Que voulais-je pour moi, que souhaitais-je pour ma famille, et comment est-ce que je voyais cette famille, comment la configurer pour qu’elle soit adaptée aux besoins des 3 membres qui la composent sont des questions qui m’ont tenue éveillée la nuit et conservée en mode zombie le jour. Comment ne pas perdre mon individualité et respecter celle des autres était à la base de tout ceci. Je peux le dire aujourd’hui avec clarté car j’ai traversé cette phase, mais tout n’a pas toujours été aussi limpide. Après une longue réflexion et une longue discussion avec mon compagnon nous avons compris qu’il nous fallait changer notre manière de vivre notre vie de famille. Le modèle classique ne nous allait pas, il nous fallait nous focaliser sur notre épanouissement individuel et ensemble, laisser à chacun l’espace et le temps d’être lui ou elle, d’être compagnon ou compagne, d’être parent ou enfant, d’être seul, d’être 2, d’être 3.
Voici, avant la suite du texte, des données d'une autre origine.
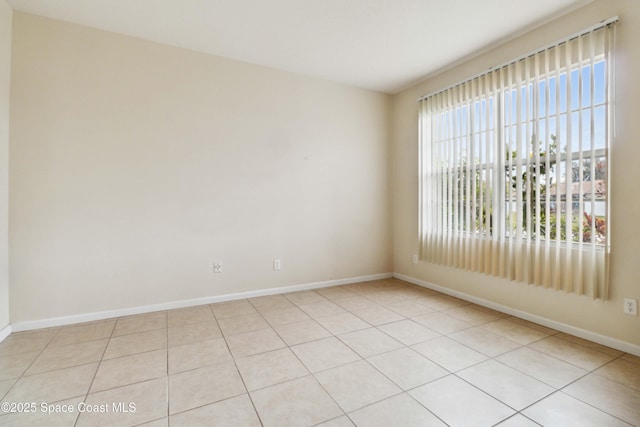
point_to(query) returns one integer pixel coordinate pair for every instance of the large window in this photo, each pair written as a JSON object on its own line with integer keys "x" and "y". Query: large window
{"x": 514, "y": 168}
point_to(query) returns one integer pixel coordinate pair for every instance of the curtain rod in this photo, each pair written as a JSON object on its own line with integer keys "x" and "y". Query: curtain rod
{"x": 584, "y": 31}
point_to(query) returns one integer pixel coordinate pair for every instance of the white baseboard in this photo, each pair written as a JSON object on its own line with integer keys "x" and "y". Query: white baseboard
{"x": 5, "y": 332}
{"x": 101, "y": 315}
{"x": 627, "y": 347}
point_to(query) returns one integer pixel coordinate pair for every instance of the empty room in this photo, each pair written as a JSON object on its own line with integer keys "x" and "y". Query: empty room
{"x": 331, "y": 213}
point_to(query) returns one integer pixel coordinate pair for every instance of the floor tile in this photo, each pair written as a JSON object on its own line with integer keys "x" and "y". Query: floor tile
{"x": 335, "y": 293}
{"x": 83, "y": 333}
{"x": 400, "y": 411}
{"x": 273, "y": 367}
{"x": 47, "y": 417}
{"x": 311, "y": 406}
{"x": 140, "y": 323}
{"x": 187, "y": 316}
{"x": 442, "y": 323}
{"x": 270, "y": 302}
{"x": 236, "y": 411}
{"x": 193, "y": 333}
{"x": 410, "y": 308}
{"x": 203, "y": 386}
{"x": 232, "y": 308}
{"x": 162, "y": 422}
{"x": 25, "y": 342}
{"x": 407, "y": 368}
{"x": 471, "y": 315}
{"x": 342, "y": 323}
{"x": 573, "y": 353}
{"x": 53, "y": 385}
{"x": 324, "y": 354}
{"x": 484, "y": 341}
{"x": 136, "y": 343}
{"x": 127, "y": 370}
{"x": 608, "y": 396}
{"x": 127, "y": 406}
{"x": 342, "y": 421}
{"x": 449, "y": 354}
{"x": 323, "y": 308}
{"x": 440, "y": 302}
{"x": 198, "y": 355}
{"x": 66, "y": 356}
{"x": 458, "y": 403}
{"x": 282, "y": 316}
{"x": 506, "y": 384}
{"x": 589, "y": 344}
{"x": 369, "y": 342}
{"x": 300, "y": 332}
{"x": 378, "y": 315}
{"x": 514, "y": 331}
{"x": 518, "y": 420}
{"x": 14, "y": 365}
{"x": 408, "y": 332}
{"x": 560, "y": 410}
{"x": 631, "y": 358}
{"x": 356, "y": 303}
{"x": 623, "y": 372}
{"x": 241, "y": 324}
{"x": 304, "y": 297}
{"x": 5, "y": 385}
{"x": 356, "y": 385}
{"x": 254, "y": 342}
{"x": 535, "y": 326}
{"x": 542, "y": 367}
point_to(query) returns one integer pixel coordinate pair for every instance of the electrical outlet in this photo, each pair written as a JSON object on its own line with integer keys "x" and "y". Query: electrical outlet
{"x": 630, "y": 306}
{"x": 217, "y": 267}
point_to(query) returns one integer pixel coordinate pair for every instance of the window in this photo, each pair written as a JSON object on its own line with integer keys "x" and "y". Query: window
{"x": 514, "y": 168}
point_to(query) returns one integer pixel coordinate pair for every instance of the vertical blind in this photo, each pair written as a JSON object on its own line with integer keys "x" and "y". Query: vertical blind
{"x": 514, "y": 168}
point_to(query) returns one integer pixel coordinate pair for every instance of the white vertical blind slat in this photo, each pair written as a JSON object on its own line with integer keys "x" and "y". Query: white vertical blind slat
{"x": 512, "y": 176}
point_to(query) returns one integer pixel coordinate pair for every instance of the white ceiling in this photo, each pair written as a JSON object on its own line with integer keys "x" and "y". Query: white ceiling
{"x": 383, "y": 45}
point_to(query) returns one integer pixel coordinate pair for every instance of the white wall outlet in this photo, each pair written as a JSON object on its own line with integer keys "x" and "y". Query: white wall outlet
{"x": 217, "y": 266}
{"x": 630, "y": 306}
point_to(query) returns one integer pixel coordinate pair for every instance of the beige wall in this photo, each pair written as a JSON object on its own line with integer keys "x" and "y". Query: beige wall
{"x": 596, "y": 316}
{"x": 135, "y": 165}
{"x": 6, "y": 15}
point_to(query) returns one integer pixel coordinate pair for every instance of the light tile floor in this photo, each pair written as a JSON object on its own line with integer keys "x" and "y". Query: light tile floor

Selon le modèle de famille classique on est ensemble tout le temps et toute idée de départ est vu comme un abandon, une trahison. Ce qui marche pour nous est le fait d’embrasser ces départs et d’en tirer le maximum. Le temps passé seul avec soi-même est important pour nos réalisations personnelles, pour une réflexion individuelle sans distraction, pour des accomplissements qui nous servent à nous pour nous. Le temps passé rien que tous les deux solidifie notre relation. Nous ne sommes pas que des parents, nous sommes deux personnes qui ont fait le choix d’être ensemble et ce pour une raison précise, une raison souvent dissoute par les réalités du quotidien familial. Le temps passé seul, chacun avec notre enfant nous permet de tisser un lien spécial avec lui sans je dirais l’intrusion de l’autre parent, un moment de vie à deux pour apprendre à se connaitre sur une base individuelle. Le temps passé hors de la maison par l’enfant lui permet d’apprendre et de comprendre qu’il est un individu à part entière, une personne mobile qui peut tisser des liens ailleurs et prendre du bon temps avec d’autres gens que ceux avec qui il vit au quotidien. Je supplie Bébé Caramel de rentrer à la maison après quelque temps ailleurs sans succès. Je suis heureuse de la voir épanouie ailleurs qu’avec moi, qu’avec nous.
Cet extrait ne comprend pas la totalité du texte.